Climate denialists — indeed, most people — do not fully grasp the implications of consilience. The strength of consilience science does not issue from the validity of any one set of measurements or any one line of evidence. It's not vulnerable to wholesale refutation if anomalies are found in one data set or another. Even if individual lines of evidence are weak or uncertain, their convergence, the fact that many trails keep leading to the same place, can make consilience science strong.
And the convergence also makes consilience science fecund — it suggests and structures further research.
2) Climate "skepticism" does not
For [climate] skeptics to overturn the consensus, they would need to find flaws with all the lines of supportive evidence and show a consistent convergence of evidence toward a different theory that explains the data. ... This they have not done.
I'm not sure the disengaged public understands this: Climate skepticism is not an alternative theory. The climate skeptic community is a hodgepodge, a farrago of theories and conspiracies that range all over the map, from sunspots to adjustments in particular temperature data sets to hoaxes by scientists greedy for grant money. There's no shared alternative framework, just a fixed certainty that the consensus must be wrong.
If the mainstream scientific consensus on anthropogenic climate change is wrong, then we'll need some other theory that makes sense of present-day changes and harmonizes with data from historical record.
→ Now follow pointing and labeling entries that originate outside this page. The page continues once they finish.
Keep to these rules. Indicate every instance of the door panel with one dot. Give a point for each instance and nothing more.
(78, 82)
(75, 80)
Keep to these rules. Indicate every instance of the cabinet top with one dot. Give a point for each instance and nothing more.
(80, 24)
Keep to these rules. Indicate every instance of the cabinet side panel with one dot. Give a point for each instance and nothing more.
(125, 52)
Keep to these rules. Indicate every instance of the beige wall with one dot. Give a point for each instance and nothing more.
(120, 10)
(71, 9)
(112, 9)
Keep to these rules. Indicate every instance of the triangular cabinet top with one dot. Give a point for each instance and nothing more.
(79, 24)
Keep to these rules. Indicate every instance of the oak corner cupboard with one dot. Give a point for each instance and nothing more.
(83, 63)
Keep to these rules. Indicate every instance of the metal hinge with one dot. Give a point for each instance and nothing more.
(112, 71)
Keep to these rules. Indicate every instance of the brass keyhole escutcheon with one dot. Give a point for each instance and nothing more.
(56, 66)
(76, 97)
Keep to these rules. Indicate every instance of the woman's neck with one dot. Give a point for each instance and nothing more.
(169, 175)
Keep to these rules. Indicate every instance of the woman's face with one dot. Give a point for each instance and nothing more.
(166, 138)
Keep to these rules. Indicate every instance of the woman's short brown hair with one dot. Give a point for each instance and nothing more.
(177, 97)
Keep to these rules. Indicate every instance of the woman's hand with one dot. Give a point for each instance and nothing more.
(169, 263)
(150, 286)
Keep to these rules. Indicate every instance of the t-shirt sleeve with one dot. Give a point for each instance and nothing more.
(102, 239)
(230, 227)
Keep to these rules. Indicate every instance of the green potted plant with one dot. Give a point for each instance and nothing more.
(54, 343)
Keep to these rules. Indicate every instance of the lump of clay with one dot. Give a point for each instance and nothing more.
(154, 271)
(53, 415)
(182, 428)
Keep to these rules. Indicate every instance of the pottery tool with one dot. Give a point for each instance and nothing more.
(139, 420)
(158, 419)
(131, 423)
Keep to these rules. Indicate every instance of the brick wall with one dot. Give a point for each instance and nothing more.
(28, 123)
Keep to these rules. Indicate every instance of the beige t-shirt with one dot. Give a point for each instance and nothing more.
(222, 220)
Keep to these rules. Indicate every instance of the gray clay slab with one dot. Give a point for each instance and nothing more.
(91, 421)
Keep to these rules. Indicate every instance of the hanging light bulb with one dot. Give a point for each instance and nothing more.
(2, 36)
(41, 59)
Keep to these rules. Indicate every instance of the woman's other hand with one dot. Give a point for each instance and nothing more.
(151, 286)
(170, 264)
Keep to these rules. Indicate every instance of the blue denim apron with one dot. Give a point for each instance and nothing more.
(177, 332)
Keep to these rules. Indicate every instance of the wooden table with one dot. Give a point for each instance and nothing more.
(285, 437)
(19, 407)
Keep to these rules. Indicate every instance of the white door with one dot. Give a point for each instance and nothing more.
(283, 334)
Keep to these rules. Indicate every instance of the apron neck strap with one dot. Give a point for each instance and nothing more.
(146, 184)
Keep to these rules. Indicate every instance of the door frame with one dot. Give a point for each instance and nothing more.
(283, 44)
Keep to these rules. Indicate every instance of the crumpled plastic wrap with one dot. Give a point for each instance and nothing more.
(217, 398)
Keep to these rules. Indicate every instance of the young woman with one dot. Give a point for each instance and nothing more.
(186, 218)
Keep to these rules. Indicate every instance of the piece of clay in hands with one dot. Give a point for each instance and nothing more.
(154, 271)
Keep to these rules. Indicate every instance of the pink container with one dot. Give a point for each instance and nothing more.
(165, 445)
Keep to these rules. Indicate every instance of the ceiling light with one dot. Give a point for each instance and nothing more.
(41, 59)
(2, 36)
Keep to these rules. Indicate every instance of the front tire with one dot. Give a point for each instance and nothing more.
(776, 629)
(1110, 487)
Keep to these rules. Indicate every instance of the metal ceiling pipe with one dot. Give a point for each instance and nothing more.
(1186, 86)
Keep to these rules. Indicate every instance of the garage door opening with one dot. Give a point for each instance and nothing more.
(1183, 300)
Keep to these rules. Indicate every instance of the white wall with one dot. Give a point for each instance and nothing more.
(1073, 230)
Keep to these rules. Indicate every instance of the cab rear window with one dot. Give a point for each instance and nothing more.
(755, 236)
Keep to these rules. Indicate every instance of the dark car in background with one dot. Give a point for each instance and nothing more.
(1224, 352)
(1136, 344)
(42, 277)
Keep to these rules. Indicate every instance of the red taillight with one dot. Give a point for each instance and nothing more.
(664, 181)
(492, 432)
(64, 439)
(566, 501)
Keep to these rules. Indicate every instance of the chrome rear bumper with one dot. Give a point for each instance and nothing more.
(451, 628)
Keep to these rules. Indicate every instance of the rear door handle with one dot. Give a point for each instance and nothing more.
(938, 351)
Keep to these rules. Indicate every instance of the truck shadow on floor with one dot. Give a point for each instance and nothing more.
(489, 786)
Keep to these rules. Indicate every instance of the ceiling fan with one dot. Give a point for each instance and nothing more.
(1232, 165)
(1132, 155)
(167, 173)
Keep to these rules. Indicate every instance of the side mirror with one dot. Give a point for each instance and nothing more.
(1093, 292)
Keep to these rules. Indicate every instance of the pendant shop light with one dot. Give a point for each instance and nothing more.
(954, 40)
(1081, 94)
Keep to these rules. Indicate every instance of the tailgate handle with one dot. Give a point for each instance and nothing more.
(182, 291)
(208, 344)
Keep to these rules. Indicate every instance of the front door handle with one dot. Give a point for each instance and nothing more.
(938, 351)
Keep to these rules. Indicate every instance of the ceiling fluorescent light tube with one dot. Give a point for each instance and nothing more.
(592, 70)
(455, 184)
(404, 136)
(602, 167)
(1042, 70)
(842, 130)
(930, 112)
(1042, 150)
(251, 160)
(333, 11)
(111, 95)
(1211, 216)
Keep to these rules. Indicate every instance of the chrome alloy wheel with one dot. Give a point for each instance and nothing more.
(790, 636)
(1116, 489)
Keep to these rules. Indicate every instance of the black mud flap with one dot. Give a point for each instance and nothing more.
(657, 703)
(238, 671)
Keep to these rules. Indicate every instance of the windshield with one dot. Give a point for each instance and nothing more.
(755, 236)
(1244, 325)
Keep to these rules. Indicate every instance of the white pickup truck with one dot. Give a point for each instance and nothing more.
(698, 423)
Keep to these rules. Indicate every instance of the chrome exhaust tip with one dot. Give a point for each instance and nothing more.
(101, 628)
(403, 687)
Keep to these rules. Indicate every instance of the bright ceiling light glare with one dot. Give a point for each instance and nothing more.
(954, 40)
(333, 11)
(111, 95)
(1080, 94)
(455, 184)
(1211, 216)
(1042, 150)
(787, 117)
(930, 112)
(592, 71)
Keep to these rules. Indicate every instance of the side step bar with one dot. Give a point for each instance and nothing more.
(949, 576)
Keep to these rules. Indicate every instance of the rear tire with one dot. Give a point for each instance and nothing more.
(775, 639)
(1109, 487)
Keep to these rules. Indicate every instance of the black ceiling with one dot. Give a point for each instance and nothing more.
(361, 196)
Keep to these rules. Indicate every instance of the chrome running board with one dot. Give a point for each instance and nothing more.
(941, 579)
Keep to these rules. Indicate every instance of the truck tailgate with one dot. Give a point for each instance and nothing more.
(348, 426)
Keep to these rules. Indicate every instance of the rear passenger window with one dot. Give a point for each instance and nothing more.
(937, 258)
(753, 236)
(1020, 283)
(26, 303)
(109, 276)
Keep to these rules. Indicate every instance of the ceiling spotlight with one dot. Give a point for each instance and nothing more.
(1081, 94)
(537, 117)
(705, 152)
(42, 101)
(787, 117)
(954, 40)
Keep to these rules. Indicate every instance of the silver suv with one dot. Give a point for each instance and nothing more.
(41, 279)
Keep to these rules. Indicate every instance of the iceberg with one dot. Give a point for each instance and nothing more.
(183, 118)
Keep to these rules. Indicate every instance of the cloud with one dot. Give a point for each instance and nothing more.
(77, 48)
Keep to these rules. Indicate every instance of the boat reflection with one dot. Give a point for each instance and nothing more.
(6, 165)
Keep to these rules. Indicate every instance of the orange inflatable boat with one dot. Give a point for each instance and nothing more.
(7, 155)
Climate skeptics have offered no such theory. Where climate change science is fecund, climate skepticism is moribund, merely destructive.
Climate science is not unique
Note that everything above is also true of evolution, which also represents the convergence of multiple independent lines of evidence and also faces no serious scientific competitor. Indeed, most of the broad theories that structure modern scientific inquiry are based on consilience, their strength less a result of any one bulletproof piece of evidence than the power of convergence.
There's nothing wrong, in climate or any other broad area of science, with subjecting individual data sets or lines of evidence to critical scrutiny. That is the day-to-day work of science. But it is silly to think, as climate skeptics do, that debunking any individual piece of evidence is going to bring the whole superstructure crumbling down. That's just not how climate science works.